The amendment, which declares that each person has the “right to clean air and water, and a healthful environment,” is already facing tests in the courts. The first court decisions addressing claims brought under the green amendment came in December 2022 in a pair of lawsuits challenging the operation of the High Acres Landfill located in western upstate New York. In these decisions, currently under appeal, the court allowed green amendment claims against the state and the New York Department of Environmental Conservation to proceed. “If they are upheld, they will show that this amendment is extremely consequential,” Gerrard told Sierra.

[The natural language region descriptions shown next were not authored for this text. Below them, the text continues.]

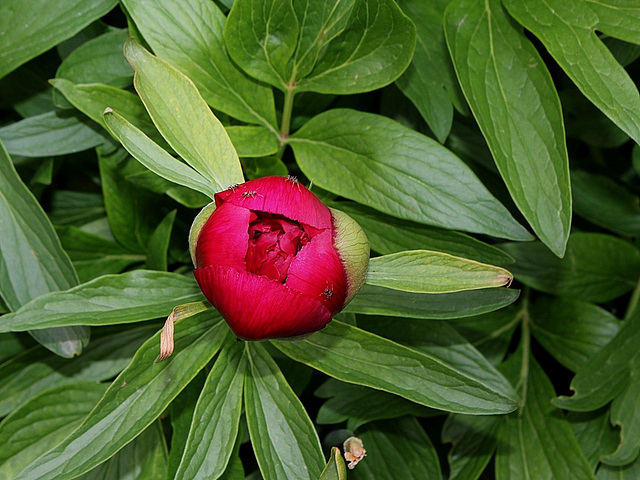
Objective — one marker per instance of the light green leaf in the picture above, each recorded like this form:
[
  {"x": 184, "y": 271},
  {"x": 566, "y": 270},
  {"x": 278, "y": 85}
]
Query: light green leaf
[
  {"x": 155, "y": 158},
  {"x": 52, "y": 133},
  {"x": 374, "y": 49},
  {"x": 380, "y": 163},
  {"x": 570, "y": 330},
  {"x": 567, "y": 30},
  {"x": 423, "y": 271},
  {"x": 335, "y": 468},
  {"x": 395, "y": 303},
  {"x": 388, "y": 441},
  {"x": 355, "y": 356},
  {"x": 387, "y": 234},
  {"x": 32, "y": 261},
  {"x": 429, "y": 81},
  {"x": 189, "y": 35},
  {"x": 284, "y": 439},
  {"x": 511, "y": 92},
  {"x": 29, "y": 29},
  {"x": 183, "y": 118},
  {"x": 43, "y": 421},
  {"x": 216, "y": 418},
  {"x": 537, "y": 441},
  {"x": 112, "y": 299},
  {"x": 134, "y": 400},
  {"x": 37, "y": 370},
  {"x": 474, "y": 440},
  {"x": 597, "y": 267},
  {"x": 261, "y": 37}
]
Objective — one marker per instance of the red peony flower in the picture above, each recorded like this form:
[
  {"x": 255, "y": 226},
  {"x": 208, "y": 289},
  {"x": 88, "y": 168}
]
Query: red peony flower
[{"x": 274, "y": 260}]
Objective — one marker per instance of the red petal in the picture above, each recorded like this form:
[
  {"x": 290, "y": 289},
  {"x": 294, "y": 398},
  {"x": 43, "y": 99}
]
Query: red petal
[
  {"x": 280, "y": 195},
  {"x": 224, "y": 238},
  {"x": 318, "y": 272},
  {"x": 257, "y": 308}
]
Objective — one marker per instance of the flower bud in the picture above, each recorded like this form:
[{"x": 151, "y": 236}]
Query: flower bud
[{"x": 274, "y": 260}]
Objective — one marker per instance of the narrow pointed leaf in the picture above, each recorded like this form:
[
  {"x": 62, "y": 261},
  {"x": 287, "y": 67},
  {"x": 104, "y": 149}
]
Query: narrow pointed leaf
[
  {"x": 134, "y": 400},
  {"x": 353, "y": 355},
  {"x": 568, "y": 31},
  {"x": 284, "y": 439},
  {"x": 183, "y": 118},
  {"x": 423, "y": 271},
  {"x": 511, "y": 92},
  {"x": 189, "y": 35},
  {"x": 408, "y": 175}
]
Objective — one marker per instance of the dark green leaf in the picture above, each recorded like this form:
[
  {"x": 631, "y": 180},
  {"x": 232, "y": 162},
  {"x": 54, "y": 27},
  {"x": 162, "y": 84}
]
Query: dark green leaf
[
  {"x": 216, "y": 418},
  {"x": 29, "y": 29},
  {"x": 510, "y": 92},
  {"x": 570, "y": 330},
  {"x": 567, "y": 30},
  {"x": 134, "y": 400},
  {"x": 355, "y": 356},
  {"x": 384, "y": 301},
  {"x": 397, "y": 449},
  {"x": 112, "y": 299},
  {"x": 597, "y": 267},
  {"x": 45, "y": 420},
  {"x": 189, "y": 34},
  {"x": 283, "y": 438},
  {"x": 406, "y": 174}
]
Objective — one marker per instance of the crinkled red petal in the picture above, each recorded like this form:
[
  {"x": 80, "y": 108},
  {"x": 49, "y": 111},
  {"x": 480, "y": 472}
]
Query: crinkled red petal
[
  {"x": 224, "y": 238},
  {"x": 257, "y": 308},
  {"x": 317, "y": 271},
  {"x": 280, "y": 195}
]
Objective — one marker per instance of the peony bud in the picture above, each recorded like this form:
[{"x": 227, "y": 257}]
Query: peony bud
[{"x": 274, "y": 260}]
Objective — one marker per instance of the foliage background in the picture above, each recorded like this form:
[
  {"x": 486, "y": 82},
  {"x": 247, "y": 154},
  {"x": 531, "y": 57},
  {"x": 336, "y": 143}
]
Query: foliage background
[{"x": 466, "y": 137}]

For van Rossum, New York’s adoption of its green amendment offered confirmation that her organization’s strategy can be successful.
“There’s been a real awakening in the last couple of years, and one of the reasons for that awakening was the passage of the New York green amendment,” she said. “When it was passed, people were able to see that this was something new, this was something different. This is a concept that can work in the modern era. People will come out in support of a constitutional amendment around environmental rights. And I think up until the New York passage, there was a lot of skepticism about it.”
Van Rossum pointed to a recent court decision in Montana—which also has a constitutional guarantee to a clean and healthful environment—as “another powerful awakening for people.” Last August, Montana District Court Judge Kathy Seeley issued a landmark ruling in favor of 16 young people who had sued their state government over its fossil fuel policies. The case, Held et al. v. State of Montana, was brought on constitutional grounds, alleging the state had violated plaintiffs’ right to a clean and healthful environment. It was the first youth climate lawsuit to go to trial in the United States. In her decision, Seeley determined the state’s fossil fuel and climate policy was unconstitutional, and she affirmed that the youth plaintiffs “have a fundamental constitutional right to a clean and healthful environment, which includes climate as part of the environmental life-support system.” The state is currently appealing the verdict.
“For those states where there’s already green amendment language that’s been advanced, [the Held decision] was really inspiring and exciting,” van Rossum said. It has also sparked new interest from other states and has helped bring more people into the green amendment movement.
Assemblymember Bryan, who is spearheading California’s green amendment proposal, pointed to New York as leading by example and said he is hopeful that California can replicate that success. “If California were to do this it would mean that one in eight Americans has a constitutional right to clean air, clean water, and a healthy environment, and I think that would have a ripple effect across the country,” Bryan said.
“The fact that there’s so much momentum across the country is a reflection of how badly people want to ensure that the basic rights to clean air, clean water, and a healthy environment are enshrined in permanency in state constitutions,” he added. “Statutes can be rolled back with changes in leadership including at the federal government. But once you’ve made something part of your state constitution, there’s a guide point for all else to follow. I’m optimistic. I’m excited, and we’re going to do all the fighting we can.”
This article has been updated since its original publication.